Developing a CI/CD pipeline that automatically retrains the existing poacher-detecting model, which can be deployed to the drone with improved performance.
This is an account of the 10-week teamwork of the AI for Wildlife Challenge 3 engineers working on a poacher-detecting model running to edge hardware of an autonomous drone. The group was split into 4 teams: Model Optimization, CI/CD, Hardware and Autonomous Flight. In this article, you'll learn about the results of the CI/CD team.
The aim of the CI/CD team was to develop a functioning CI/CD pipeline that automatically processes new data to train an existing model, which can be deployed to the SPOTS drone with improved performance.
In order to do so, we established following subgoals:
Create a CI/CD pipeline to automate the building, testing and deployment of the code used to train the model.
Create an MLOps pipeline to run the complete machine learning workflow - fetching data, pre-processing, model training, evaluating, optimizing and deploying - using code deployed from GitLab.
Make the MLOps pipeline to be triggered manually by a user with a simple click on a button, if possible.
Make the pipeline abstract, loosely coupled with the infrastructure it runs on. This should make it possible to transfer it from one cloud service provider to another, or to an on-premise set-up with minimal overhead.

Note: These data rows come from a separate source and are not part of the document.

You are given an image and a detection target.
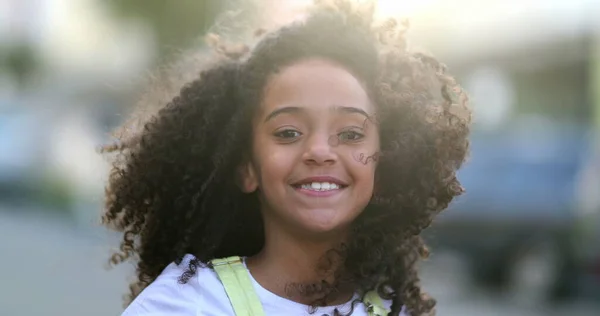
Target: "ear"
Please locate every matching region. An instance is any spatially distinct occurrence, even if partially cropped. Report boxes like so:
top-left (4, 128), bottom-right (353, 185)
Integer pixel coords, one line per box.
top-left (238, 160), bottom-right (258, 193)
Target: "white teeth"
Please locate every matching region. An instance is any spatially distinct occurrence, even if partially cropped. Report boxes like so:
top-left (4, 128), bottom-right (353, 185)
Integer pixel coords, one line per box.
top-left (300, 182), bottom-right (340, 191)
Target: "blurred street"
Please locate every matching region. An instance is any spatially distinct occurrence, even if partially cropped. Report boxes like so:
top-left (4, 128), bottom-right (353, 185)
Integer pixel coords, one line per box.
top-left (0, 206), bottom-right (600, 316)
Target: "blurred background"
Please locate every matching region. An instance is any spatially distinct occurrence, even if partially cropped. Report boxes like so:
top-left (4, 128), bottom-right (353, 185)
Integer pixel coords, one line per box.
top-left (0, 0), bottom-right (600, 316)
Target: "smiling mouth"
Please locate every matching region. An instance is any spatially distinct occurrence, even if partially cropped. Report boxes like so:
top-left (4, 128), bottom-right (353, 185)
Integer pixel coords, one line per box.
top-left (292, 182), bottom-right (347, 192)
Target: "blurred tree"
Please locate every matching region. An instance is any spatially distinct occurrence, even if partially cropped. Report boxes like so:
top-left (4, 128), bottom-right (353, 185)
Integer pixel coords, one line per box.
top-left (106, 0), bottom-right (225, 60)
top-left (0, 43), bottom-right (41, 89)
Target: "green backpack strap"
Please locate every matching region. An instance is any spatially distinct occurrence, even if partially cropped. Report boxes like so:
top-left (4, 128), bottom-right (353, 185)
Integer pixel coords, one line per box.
top-left (364, 290), bottom-right (390, 316)
top-left (211, 257), bottom-right (265, 316)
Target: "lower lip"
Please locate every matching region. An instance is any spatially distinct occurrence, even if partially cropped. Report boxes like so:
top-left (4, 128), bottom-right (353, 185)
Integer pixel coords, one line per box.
top-left (294, 187), bottom-right (343, 197)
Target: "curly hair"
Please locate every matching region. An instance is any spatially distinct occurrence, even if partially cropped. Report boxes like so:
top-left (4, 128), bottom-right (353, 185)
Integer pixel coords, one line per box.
top-left (103, 0), bottom-right (471, 315)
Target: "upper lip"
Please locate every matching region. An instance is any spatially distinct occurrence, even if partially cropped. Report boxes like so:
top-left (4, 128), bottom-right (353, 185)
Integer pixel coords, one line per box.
top-left (293, 176), bottom-right (348, 186)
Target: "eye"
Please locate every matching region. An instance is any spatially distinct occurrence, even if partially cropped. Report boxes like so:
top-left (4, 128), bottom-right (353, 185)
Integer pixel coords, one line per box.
top-left (273, 129), bottom-right (302, 140)
top-left (338, 131), bottom-right (365, 142)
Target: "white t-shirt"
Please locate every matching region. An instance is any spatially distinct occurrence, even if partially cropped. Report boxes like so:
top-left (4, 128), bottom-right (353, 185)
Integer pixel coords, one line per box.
top-left (122, 255), bottom-right (404, 316)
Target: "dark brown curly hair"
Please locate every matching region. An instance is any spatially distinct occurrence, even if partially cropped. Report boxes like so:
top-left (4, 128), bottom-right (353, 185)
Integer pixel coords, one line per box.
top-left (103, 0), bottom-right (471, 316)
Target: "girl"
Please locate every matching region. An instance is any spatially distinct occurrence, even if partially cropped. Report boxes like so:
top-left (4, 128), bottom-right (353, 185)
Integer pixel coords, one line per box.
top-left (103, 0), bottom-right (471, 316)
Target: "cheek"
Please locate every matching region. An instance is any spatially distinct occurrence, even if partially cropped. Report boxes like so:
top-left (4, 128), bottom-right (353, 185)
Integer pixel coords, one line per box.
top-left (256, 148), bottom-right (294, 184)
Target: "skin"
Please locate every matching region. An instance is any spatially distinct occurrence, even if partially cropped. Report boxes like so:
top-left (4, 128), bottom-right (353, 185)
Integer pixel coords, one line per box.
top-left (241, 59), bottom-right (379, 304)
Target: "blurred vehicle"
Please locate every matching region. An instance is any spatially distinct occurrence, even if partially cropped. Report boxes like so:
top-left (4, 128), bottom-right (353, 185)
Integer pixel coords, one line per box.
top-left (0, 107), bottom-right (45, 201)
top-left (426, 124), bottom-right (600, 302)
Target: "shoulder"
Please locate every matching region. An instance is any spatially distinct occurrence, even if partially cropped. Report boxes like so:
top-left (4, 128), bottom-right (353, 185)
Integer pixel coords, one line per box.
top-left (122, 255), bottom-right (232, 316)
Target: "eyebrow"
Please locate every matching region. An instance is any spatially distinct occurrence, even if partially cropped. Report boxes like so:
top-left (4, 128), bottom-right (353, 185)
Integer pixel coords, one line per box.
top-left (264, 105), bottom-right (371, 122)
top-left (334, 106), bottom-right (371, 120)
top-left (265, 106), bottom-right (304, 122)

We started off with research into the available technologies. We went for GitLab to create the CI/CD pipeline. This is where we also stored the code and converted it to docker images. These images were stored in an IBM cloud registry which is called by the components in Kubeflow. These components form the machine learning pipeline that gets the data; preprocesses it; trains; evaluates; and then stores the model in Google Drive.
“The challenge not only improved my machine learning and coding skills but led to my growth as an individual. I learned how to better work with people, to collaborate with team members from all over the world in a virtual environment, all that while balancing other areas of my life. I’m glad I could contribute to saving endangered species.” - Barbra Apilli, CI/CD Team
Easy-to-use MLOps Pipeline
After a thorough consideration of how the user will interact with the system in the future, we created a workflow:
The user first uploads new data to Google Drive.
The data goes to the Kubeflow dashboard, starting a new run.
After the run, code in the pipeline uploads the model to Google Drive.
This is where it’s fetched from and uploaded onto the drone.
When a new run is started, code from GitLab is converted into docker images by a process known as containerisation. Code for the different machine learning components resides in individual branches of the GitLab repository. Each branch contains code informing Kubeflow about the pipeline structure and the paths to the inputs and outputs of each component. This code is known as pipeline definitions. Any modification of the code triggers the CI/CD pipeline to generate a new image with updates. This image is then pushed to IBM Cloud Container Registry.
The MLOps pipeline in Kubeflow retrieves these images and runs the code in the 4 machine learning workflow components:
Data Retrieval contains the code that fetches the newly uploaded data from Google Drive.
Data Preprocessing handles the separation of uploaded data into different datasets to be used in the training of the model - training, validation and testing dataset.
The data was cleaned - grayed and blurry images (presumed to be large bodies of water) were removed since they didn’t contain relevant information.
The cleaned data was augmented.
The datasets directory structure was then modified to fit the YOLOv5 models.
Model Training. The preprocessed training dataset is used to train the model. The training code is obtained from the official Ultralytics YOLOv5 docker image.
Model Deployment. When the pipeline run has finished, the trained model is pushed to Google Drive.
The Kubeflow framework can be deployed on all major cloud platforms as well as on-premise. The cloud platform we used was IBM Cloud Kubernetes Service.
The biggest challenge for us was to grasp the GitLab CI/CD and Kubeflow pipelines and to ensure that all the technologies worked well with each other. We were able to create the pipeline, yet there is still room for improvement.
We’ve outlined the follow-up path for the next CI/CD team to start with:
Implement model evaluation and create tests for the different components.
Fetch an available pre-trained model from Google Drive to start a new run.
Automate the manual processes within the pipeline so non-technical users don’t have to worry about picking up the tech.
Ensure a safe and secure storage of credentials used to run the pipeline.
Create a web application to trigger the machine learning workflow.